While the seventh-ranked maegashira flipped the script in the penultimate bout at Aichi Prefectural Gymnasium to move to 9-2, ozeki Musoyama walked away the vanquished in an upset to Toki to fall into a pack of six wrestlers one behind the leader at 8-3 with just four days remaining in Nagoya.

Tokitsuumi gave Tochiazuma a run for his money and won the whole pot, allowing no leeway as he manhandled the ozeki with a stiff right-handed grip and eventually escorted him over the straw bales to the amazement of the crowd.

Musoyama charged quickly out of the blocks in the final bout but the fourth-ranked maegashira Toki (7-4) kept the ozeki at bay with some well-placed head thrusts before using the forward momentum to drop his opponent to his third loss.

Kaio, who is in the chase for his first Emperor’s Cup since Nagoya 2001, wrapped his hefty arms around Kyokutenho (4-7) before slinging the sekiwake down by the “mawashi” for a bread-and-butter eighth win.

Ozeki Chiyotaikai knocked Tosanoumi (8-3) down a rung and out of a share for the lead as he bludgeoned the fifth-ranked maegashira with a flurry of thrusts to the neck before shoving him to the clay.

Chiyotaikai, the defending Nagoya champion, improved to 8-3 and seeks his fourth overall title as the 15-day tourney winds down.

Top-ranked maegashira Miyabiyama (8-3) notched a winning record in his third consecutive tournament with a convincing frontal force-out of Kaiho (6-5) and still has a shot for the coveted hardware.

Kotomitsuki, a former ozeki candidate, had a fierce but quick exchange with the ever-popular Takamisakari. The swashbuckling third-ranked Takamisakari stopped Kotomitsuki dead in his tracks before pulling him abruptly to the dirt surface, leaving both men at 7-4.

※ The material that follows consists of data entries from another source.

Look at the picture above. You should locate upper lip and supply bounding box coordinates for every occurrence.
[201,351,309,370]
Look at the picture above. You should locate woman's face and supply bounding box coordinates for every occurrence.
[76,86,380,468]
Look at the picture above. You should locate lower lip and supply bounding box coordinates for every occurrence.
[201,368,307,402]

In earlier bouts, Mongolian Asasekiryu (6-5), a ninth-ranked maegashira, spun deftly around Kinkaiyama (6-5) before shunting the 15th-ranked maegashira over the ridge for a comfortable victory.

Twelfth-ranked maegashira Kasuganishiki (8-3) swept down No. 14 maegashira Ushiomaru (5-6) to post his first winning record in the elite makuuchi division and stayed in arms length of the leader.

Mongolian Kyokushuzan, who has been embroiled in a bust-up with resting yokozuna Asashoryu in and out of the ring, fell to his 10th defeat in a one-way affair with Tochinonada (5-6).

The fallout with his grand champion compatriot appears to have settled after Kyokushuzan put in a call to Asashoryu, asking that the two resolve their differences for the sake of sumo.